Mimouna  is a beautiful Moroccan Jewish festival, a celebration of friendship, brotherhood, unity and the beginning of spring, after the Passover period. It represent to, the formal return to chametz (leavened bread) after such foods were forbidden over the Passover holiday. The theme is good fortune, fertility, wealth and prosperity. To this effect, gold and jewellery often decorate the table, and sometimes they even decorate the food as well.                       

table set

The traditional table is set with symbols of luck and fertility: a live fish swimming in a bowl of water signify life and vitality, stalks of wheat for a full harvest, five green fava beans wrapped in dough, five dates and honey for sweetness, five gold bracelets in a pastry bowl, dough pitted with five deep fingerprints, five silver coins, five pieces of gold or silver jewellery, a hamsa – hand shaped amulet, to ward off evil, sweetmeats, milk and butter, white flour, yeast. plants, fig leaves, windflowers and greens.

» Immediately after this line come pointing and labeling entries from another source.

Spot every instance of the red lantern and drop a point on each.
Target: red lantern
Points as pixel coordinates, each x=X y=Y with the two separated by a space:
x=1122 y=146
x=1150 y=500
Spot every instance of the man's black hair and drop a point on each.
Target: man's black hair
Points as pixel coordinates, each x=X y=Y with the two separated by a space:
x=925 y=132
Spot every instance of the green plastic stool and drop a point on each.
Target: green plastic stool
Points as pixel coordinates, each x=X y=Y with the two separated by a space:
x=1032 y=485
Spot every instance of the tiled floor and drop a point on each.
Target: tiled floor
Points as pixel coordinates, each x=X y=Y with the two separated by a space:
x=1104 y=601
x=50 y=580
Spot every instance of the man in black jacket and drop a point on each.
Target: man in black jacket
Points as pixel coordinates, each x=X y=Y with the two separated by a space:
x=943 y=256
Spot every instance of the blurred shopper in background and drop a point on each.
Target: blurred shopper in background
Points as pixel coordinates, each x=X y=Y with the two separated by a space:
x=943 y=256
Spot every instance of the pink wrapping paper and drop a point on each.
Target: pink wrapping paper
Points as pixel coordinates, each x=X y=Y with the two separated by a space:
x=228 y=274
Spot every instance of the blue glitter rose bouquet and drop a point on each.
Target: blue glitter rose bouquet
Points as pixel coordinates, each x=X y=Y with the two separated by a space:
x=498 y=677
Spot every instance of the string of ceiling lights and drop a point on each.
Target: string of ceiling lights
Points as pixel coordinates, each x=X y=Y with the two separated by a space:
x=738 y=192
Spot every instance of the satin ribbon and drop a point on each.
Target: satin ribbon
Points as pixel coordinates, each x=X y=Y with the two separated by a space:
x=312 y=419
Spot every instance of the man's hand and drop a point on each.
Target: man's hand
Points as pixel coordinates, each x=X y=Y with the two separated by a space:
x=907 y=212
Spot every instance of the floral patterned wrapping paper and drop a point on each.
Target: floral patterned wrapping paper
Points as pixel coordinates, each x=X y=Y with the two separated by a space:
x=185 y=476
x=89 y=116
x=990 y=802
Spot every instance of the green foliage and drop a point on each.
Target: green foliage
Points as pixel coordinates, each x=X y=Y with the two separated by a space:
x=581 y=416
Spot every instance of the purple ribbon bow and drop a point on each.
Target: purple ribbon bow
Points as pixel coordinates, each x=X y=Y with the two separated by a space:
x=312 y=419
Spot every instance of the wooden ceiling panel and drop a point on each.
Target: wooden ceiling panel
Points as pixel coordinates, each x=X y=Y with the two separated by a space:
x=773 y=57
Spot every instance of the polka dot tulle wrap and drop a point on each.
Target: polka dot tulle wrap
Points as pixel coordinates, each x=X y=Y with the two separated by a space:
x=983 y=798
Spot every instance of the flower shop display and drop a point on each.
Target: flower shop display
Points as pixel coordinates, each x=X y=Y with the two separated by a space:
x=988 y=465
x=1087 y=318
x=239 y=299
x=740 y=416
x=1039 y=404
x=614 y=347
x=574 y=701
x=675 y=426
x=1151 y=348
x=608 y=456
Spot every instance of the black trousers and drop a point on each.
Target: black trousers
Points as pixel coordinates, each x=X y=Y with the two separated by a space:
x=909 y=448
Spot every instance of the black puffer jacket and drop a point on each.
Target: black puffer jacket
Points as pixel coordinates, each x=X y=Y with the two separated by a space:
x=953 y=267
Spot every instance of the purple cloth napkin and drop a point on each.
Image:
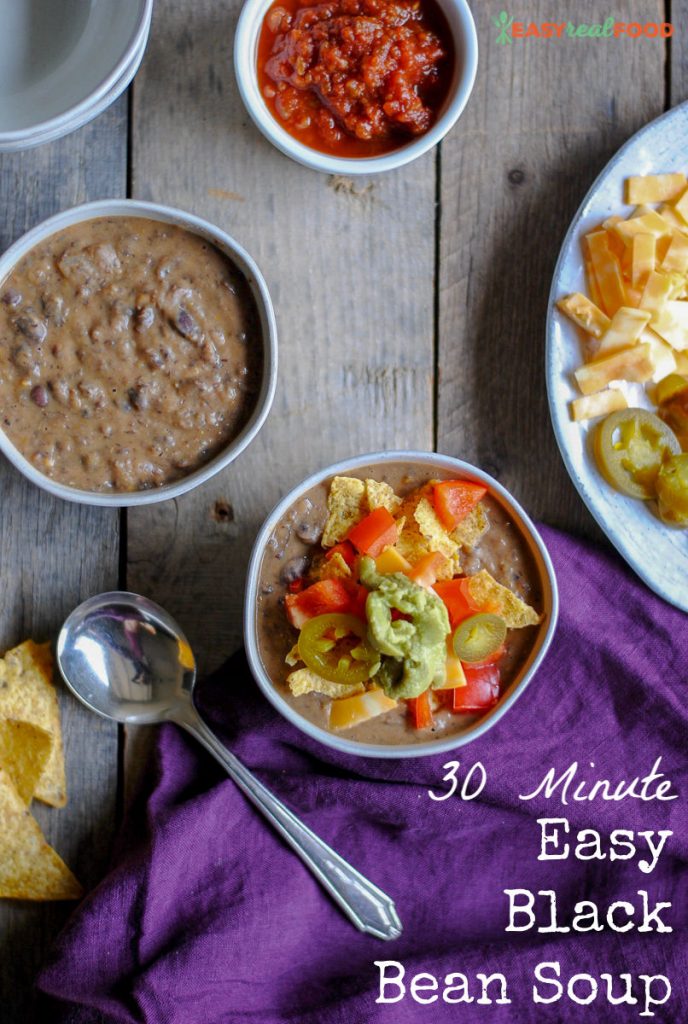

A variety of coloured marzipan sweets, candied citrus rind, date rolls, assorted home-made jams and jellies made from fruits and vegetables such as kumquats, carrots, even eggplant, almond crisp cookies, and marzipan cookies, are prepared before Passover and kept for the whole week.  All are symbols of bounty, fertility, luck, blessings and joy. The traditional holiday greeting fits right in:                  “Tarbakhu u-tsa’adu” – meaning, “May you have success and good luck.”

  Traditionally, Jewish families in Morocco gave or sold their leavened foods to their Muslim neighbours for the duration of the holiday. When Passover ended, they invited their neighbours into their homes for a feast of Moroccan pastries and sweets.  Among the customary foods are trays of fruit, honey and butter wafers, Zaben (white almond nougat), Marozia (fried raisins decorated with nuts), dates stuffed with marzipan, Mazum (jam made from oranges, grapefruit, carrots, turnips, and beets), m’hamsa (also known as Israeli), couscous served in butter and milk called “berkouksh” , Moroccan salads like za’alook, Mufleta – crepes – like pancakes dipped in honey and butter and mint tea.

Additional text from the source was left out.